Full Circle: Will Cable Hit Pre-Brexit Levels in 2021?
Posted by Colin Lambert. Last updated: February 19, 2021
Sterling’s rebound from its peak pandemic lows has been one of the FX stories of the last year, and Stuart Cole, chief macro strategist at Equiti Capital, expects more good news…
Cable continues to move higher, trading some 22% higher since last March when it reached a post-EU referendum low of 1.1412. Some of this move higher reflects a softer US dollar sentiment; some is an improving Sterling narrative, but with Cable now expected to test 1.4000 soon, interest in how far this rally might go is mounting.
Equiti Capital’s baseline view is that Cable retains room to trade higher and we believe a realistic end-year target is for the pair to be trading back at its pre-EU referendum level around 1.4500. What is the reasoning behind our bullish view?

The key sterling positive since the beginning of this year has been the removal of Brexit related risk, with the UK’s departure from the EU so far proving to be something of a discrete, non-event. Predictions of economic collapse and national disaster have not played out. While red-tape and customs checks have hampered early cross-border trade, confidence remains high these issues will be overcome, with evidence already pointing to trade flows normalising. The Brexit uncertainty that weighed on the pound has receded to leave undervalued UK assets looking attractive to overseas investors, encouraging inflows back into the UK. Going forward, as new trading opportunities are opening up across the world, we see the UK becoming ever more attractive to international investors and Sterling to strengthen further as trade volumes grow to above pre-EU exit levels.
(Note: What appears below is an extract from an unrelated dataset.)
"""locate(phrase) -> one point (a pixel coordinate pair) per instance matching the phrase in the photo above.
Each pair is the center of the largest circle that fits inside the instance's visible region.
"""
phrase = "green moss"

The success of the Covid vaccination programme, one of the fastest in the world, is boosting optimism the UK will emerge from its third national lockdown sooner rather than later and, crucially, ahead of its peers. As lockdown restrictions are lifted we anticipate – with the encouragement of the UK Government – the large stock of savings built up over the past year to provide a much needed boost to consumption, stimulating production and investment and helping the economy get back on the road to recovery sooner than was considered even at end-2020.
Sterling will continue to benefit from the pullback in interest rate cut expectations seen after the Bank of England communicated an effective dislike for negative rates at its February meeting. This has prompted the market to increase long Sterling positions (CFTC data shows net long positions to be at their highest since last March), a dynamic we expect to continue. Going forward we also believe there to be a risk of rates rising sooner than currently anticipated, if the expected end-of-lockdown spending spree fans inflationary pressures. This could see the BoE move ahead of the Federal Reserve and European Central Bank in terms of rate hike expectations, potentially providing a boost to Sterling.
Global growth will show increasing signs of recovery as Covid vaccination programmes are rolled out, providing a supportive platform for risk sentiment. This increasing risk tolerance will be to the detriment of the US dollar, as safe-haven demand diminishes, but will work in favour of higher Beta currencies such as Sterling.
Finally, compared to pre-EU referendum levels, Sterling remains undervalued against the US dollar and the euro, by approximately 7% and 14% respectively. We contend this points to Sterling continuing to exhibit an unjustified excessive weakness and concomitant potential to strengthen further.
With a target of 1.4500 by year-end, our trading strategy is adding to a long cable position on dips. Caveats exist however, principally that as we move through 2021 we expect domestic economic data to play an increasingly influential role, particularly as the US and EU begin to catch with the UK in terms of Covid vaccinations and the easing of lockdown restrictions. UK retail sales and CPI data – proxies for the strength of consumer demand post lockdown and a signal of BoE tightening – will be key variables we will be watching as the year progresses.
Stuart Cole is chief macro strategist at Equiti Capital and has over 25 years of experience in banking at FX working at institutions including the Bank of England, Bank of Scotland and Mizuho Bank.